Saturday, July 02, 2005

Oh! To live forever!

I buy books at a constant rate, faster than I can read them. This has the unfortunate consequence that no matter how long I live I can't possibly read all of the books I buy. In fact, the longer I live, the more unread books I will have upon my death. But if I live infinitely long I can read them all.

If I live forever then the set of books I buy will be infinite. So you might think there is a 'race' going on. I'll buy infinitely many books, and read infinitely many, so depending on the relative rates I might buy more than I read or vice versa. But suppose it takes time t_i to read book i. Then I'll have read book i by time t_1+...+t_i. So every book is eventually read. Even if every book contains a bibliography with 100 new books, and I add those books to my to-buy list each time I finish a book, I'll still read them all. Even if I read books slower and slower so book i+1 takes twice as long to read as book i, I'll still get to finish all of my books.
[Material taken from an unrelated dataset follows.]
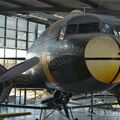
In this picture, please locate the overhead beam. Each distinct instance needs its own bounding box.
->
[0,0,33,7]
[37,0,68,8]
[0,7,120,16]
Now let's kick it up a notch. Each book contains an countably infinite bibliography and our goal is to ensure that for every book we read, we eventually also read the books in its bibliography. Here it gets a little harder. If we just take the entire bibliography from the first book and stick it in our to-read list we'll never read any of the books in the bibliographies of those books, we'll always be stuck on the first bibliography. What strategy can we use to achieve our goal? (It can be achieved.)

Anyway, this was derived from Smullyan's arguments about Hintikka sets in his First Order Logic.